Fingal Beach, Tweed region, NSW.

As the world’s oldest continuous culture, Aboriginal Australians have not only maintained a connection to the land for tens of thousands of years, but also to the waters that encircle and run over it. These waters have provided a wealth of food and other resources to countless generations.

With the arrival of European settlers, Indigenous cultural fishing practices and access to fisheries were dramatically changed. But Stephan Schnierer, an adjunct professor at Southern Cross University, is working to ensure that Indigenous fisheries are recognised as the original fisheries in Australia. This will help to ensure that Indigenous people have a strong presence in both management and use of Indigenous fisheries.

Stephan Schnierer says that for a long time, Indigenous fishing was lumped in with recreational fishing in Australia. This failed to acknowledge the unique and often vital role that fisheries play in the day-to-day life and culture of Indigenous communities on the coast and inland.

“We need to build greater awareness within the broader community as well as with policy makers, managers, researchers etc, to ensure that Indigenous Australians get access to a fair share of their fisheries resources and a say in the way those resources are managed,” Stephan Schnierer says.

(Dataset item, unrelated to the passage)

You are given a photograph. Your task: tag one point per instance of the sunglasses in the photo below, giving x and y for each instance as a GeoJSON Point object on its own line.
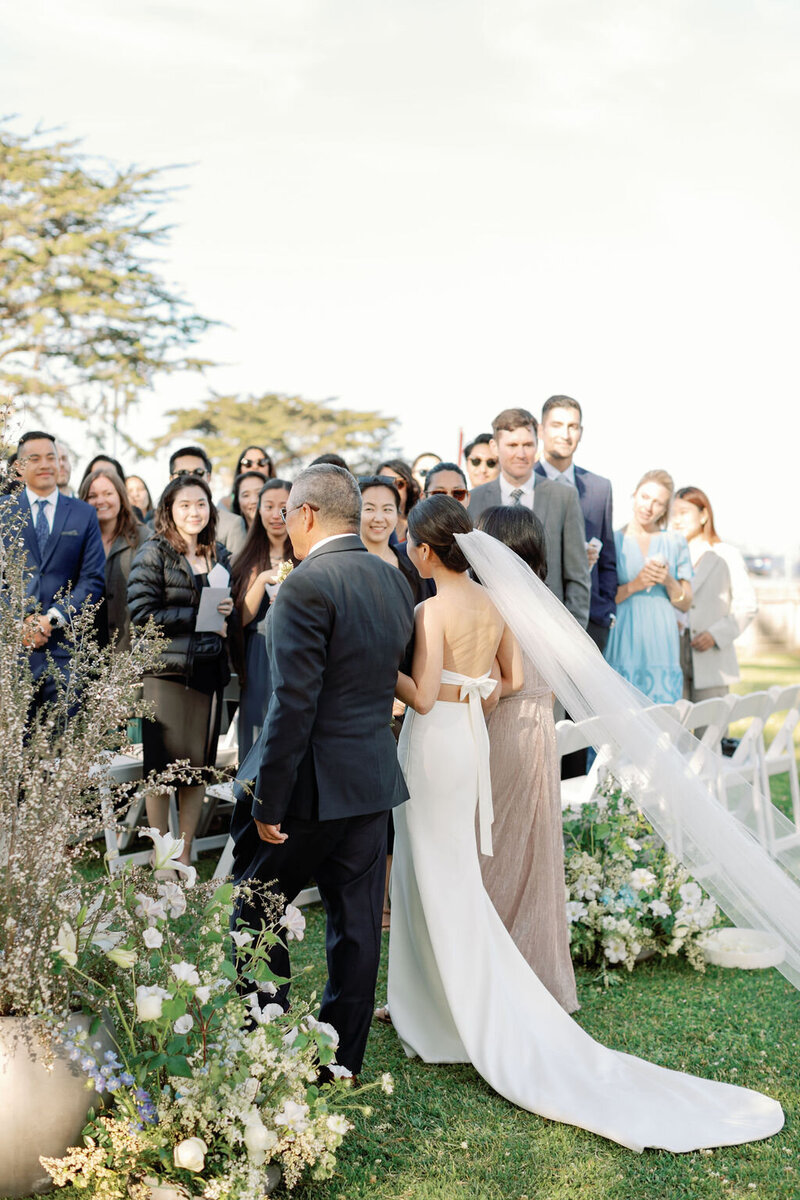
{"type": "Point", "coordinates": [458, 493]}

“When you look at fisheries management today, a big problem for Indigenous fisheries has been its invisibility. This is due, in part, to the lack of research that could help guide appropriate management strategies within agencies and provide communities with documented evidence of the value of their fisheries,” Stephan Schnierer says.
With support from the FRDC and its Indigenous Reference Group, Stephan Schnierer and colleagues recently undertook a comprehensive survey of the Indigenous community’s relationship with fisheries in the Tweed region of far northern NSW. But there is more to it than simply asking who is catching what and how much.

Seeking the big issues

He and his colleagues organised a series of workshops in which they spoke to the local Indigenous people in the Tweed region about what species they were catching and why, and at the same time listened to what the community saw as the big issues for them in the fisheries space. The workshops were also attended by representatives from the NSW Department of Primary Industries (DPI).

“This kind of data is sensitive, because people don’t like giving up what they catch and how much they catch, because they’re worried that it will come back to haunt them in the form of policies that further reduce their access to fisheries resources.

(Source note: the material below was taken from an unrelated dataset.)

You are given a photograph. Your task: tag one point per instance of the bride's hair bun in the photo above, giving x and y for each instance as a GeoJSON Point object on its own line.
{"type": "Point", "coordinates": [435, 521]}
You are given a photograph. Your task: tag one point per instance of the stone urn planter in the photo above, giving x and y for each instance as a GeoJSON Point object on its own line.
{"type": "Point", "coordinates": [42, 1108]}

“What we wanted to do with the Tweed project was to try working with the community in a two-way process to collect data,” Stephan Schnierer says. “We do this research so that managers are better informed, so they get some benefit out of it, but the community also become better informed too.”

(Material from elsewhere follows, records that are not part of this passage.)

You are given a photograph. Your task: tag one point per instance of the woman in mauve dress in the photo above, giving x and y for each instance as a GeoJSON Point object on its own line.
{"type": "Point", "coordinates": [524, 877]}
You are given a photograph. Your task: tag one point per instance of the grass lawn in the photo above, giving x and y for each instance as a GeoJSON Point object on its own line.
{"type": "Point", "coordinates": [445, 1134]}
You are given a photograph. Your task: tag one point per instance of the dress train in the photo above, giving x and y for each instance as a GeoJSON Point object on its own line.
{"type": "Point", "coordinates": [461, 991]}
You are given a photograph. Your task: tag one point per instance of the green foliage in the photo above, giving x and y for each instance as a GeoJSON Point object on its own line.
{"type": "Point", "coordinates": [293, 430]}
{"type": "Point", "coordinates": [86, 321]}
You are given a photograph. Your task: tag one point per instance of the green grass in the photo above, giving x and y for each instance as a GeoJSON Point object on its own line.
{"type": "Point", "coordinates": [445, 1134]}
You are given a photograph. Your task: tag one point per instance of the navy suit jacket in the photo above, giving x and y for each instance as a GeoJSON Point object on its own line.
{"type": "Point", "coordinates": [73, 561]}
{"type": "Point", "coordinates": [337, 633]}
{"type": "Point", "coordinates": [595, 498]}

What emerged was a clear message that the community wanted more of a say in fisheries management, including on issues such as bag limits, gear and economic opportunities. It also raised the possibility of Indigenous governance of fisheries.

Following on from these workshops, the Tweed community has developed its own local Aboriginal fisheries management plan, which it hopes to implement in conjunction with the NSW DPI. It is a big change from the usual top-down approach to fisheries management and does require a shift in government thinking, Stephan Schnierer says, but the end result is likely to be worth the effort.

The ‘Tweed Plan’ contains information on both historical and contemporary Aboriginal cultural fishing in the region, and makes suggestions for cultural bag and size limits, Aboriginal fishing gear, waters that can be fished, and identification of who can fish under the plan.

“If we can get an agreement then the community can go ahead and catch fish the way they want to catch them; once you’ve got an agreement on bag limits, then compliance is likely to be a lot easier.”

While negotiations are underway with NSW DPI to implement the ‘Tweed Plan’, other communities have expressed a desire to develop their own plans.